I thought that there wasn’t a lot going on last week, except that when I look back at it, there was actually quite a bit happening, so maybe the lack of blog is more a reflection on the inspiration to write it, rather than a total absence of potential content.
Two mornings a week I’ve been going and helping out at the special school where our kid from the village attends. He goes with the littlies in the afternoon, but since our own kid is at nursery in the mornings, it makes sense for me to help out with the teens in the mornings sans offspring. As I suspected, it’s not the best educational establishment in the world. It’s on the same site as a home for adults, think Victorian institution; long wards with two feet of space between the many beds; forty in the women’s room, and probably the same again in the men’s (I haven’t been in the male wing yet). The grounds are large and green, with chickens in one corner. For some residents, I suspect it isn’t a terrible existence; there are a couple of cheery souls who can be found wandering the grounds greeting anyone they meet. One of the ladies takes on simple sewing jobs, and gets paid accordingly. The more disabled residents, I fear, rarely see the light of day. I’d prefer it to being homeless, but only just. But, credit where it’s due, it’s a charitable venture, in a country where “what will happen to my disabled offspring after I go?” is still a question which doesn’t have many answers.

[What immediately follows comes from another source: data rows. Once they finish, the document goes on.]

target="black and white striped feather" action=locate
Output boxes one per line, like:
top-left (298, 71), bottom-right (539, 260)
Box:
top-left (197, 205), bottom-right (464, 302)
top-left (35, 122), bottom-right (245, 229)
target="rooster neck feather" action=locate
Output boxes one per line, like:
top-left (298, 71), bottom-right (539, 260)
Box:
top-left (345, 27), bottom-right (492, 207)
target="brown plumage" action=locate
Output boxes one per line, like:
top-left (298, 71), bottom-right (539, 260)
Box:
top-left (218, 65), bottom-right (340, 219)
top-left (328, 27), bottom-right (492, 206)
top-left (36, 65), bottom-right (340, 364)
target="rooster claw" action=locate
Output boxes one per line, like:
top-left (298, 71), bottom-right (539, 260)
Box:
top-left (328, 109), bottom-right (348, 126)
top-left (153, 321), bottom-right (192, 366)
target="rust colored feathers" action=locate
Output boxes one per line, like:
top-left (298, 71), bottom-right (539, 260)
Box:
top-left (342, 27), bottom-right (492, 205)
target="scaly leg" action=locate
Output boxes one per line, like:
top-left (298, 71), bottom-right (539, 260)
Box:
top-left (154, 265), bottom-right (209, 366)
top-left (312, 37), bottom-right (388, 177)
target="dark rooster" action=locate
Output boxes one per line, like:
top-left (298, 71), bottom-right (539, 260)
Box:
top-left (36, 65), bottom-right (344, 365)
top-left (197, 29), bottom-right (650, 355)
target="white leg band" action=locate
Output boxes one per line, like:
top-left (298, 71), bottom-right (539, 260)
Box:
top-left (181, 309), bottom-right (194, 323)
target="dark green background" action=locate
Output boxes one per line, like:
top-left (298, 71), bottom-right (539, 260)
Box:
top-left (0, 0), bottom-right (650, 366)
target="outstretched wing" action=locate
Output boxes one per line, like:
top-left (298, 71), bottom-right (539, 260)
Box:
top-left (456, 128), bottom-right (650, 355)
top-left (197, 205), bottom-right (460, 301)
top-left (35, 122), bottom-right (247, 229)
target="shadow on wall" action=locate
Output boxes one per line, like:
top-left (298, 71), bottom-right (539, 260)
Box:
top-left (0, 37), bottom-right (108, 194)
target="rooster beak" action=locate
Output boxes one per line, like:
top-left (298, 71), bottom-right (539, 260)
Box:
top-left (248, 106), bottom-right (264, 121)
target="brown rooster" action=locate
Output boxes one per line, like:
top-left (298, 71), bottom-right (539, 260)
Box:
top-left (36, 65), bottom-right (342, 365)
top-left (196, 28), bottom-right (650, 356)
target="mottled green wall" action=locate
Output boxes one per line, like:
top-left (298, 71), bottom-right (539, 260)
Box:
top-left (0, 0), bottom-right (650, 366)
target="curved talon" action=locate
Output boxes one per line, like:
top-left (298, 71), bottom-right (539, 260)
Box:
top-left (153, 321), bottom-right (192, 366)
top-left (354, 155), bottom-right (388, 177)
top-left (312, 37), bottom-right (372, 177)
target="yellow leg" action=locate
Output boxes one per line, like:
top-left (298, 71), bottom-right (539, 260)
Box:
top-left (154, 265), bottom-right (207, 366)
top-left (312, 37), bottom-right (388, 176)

That was a side-track, I’m not actually involved in the home, the school is a newer wing, I think it only opened last year. Most of the pupils have multiple disabilities, and usually from families with wider social needs. State-run special schools here tend to take the kids who would just about drop off the bottom of a mainstream school in the UK, so kids with more complex needs often rely on somebody funding them in a private school, or they don’t go to school at all (I think I’m still right in saying that in Argentina an IQ of below 70 labels you “uneducable”, certainly that was the case a couple of years ago). So, all power to the Cotolengo’s elbow for responding to a wide-open need. Hence we’ll gloss over the quality of the educational activities, and just mention in passing the comment made by a staff member that kid X “isn’t a child who we would expect to learn as such”, which I guess fits in with the <70 thing. I do find it more than slightly galling that technically I’m not qualified to teach here, since according to Argentina at least, I don’t have any recognisable professional qualifications, (nor have I finished secondary school). However, as an optimist, I’m still holding out a glimmer of hope that the qualification thing will be resolved at some stage before I reach retirement age, and/or that someone will see fit to employ me to do something, with or without the bits of paper. Meanwhile, I’m volunteering at the Cotolengo educational institute for these two mornings a week, and they’re giving me a free rein to do more or less whatever I like. Mostly I’ve been getting to know the kids, and thinking “if I was going to work one to one with you, what would we prioritise”, which is interesting in an academic sort of way. The really big need that I can see pretty much across the board is for alternative communication, which is conspicuous by its total absence; there seems to be an assumption that those who don’t speak don’t have anything to say. So I’m thinking about photos, picture cards, symbols, and whatever else I might be able to invent, and hopefully in the next few weeks we might even start to put a few priorities into practise.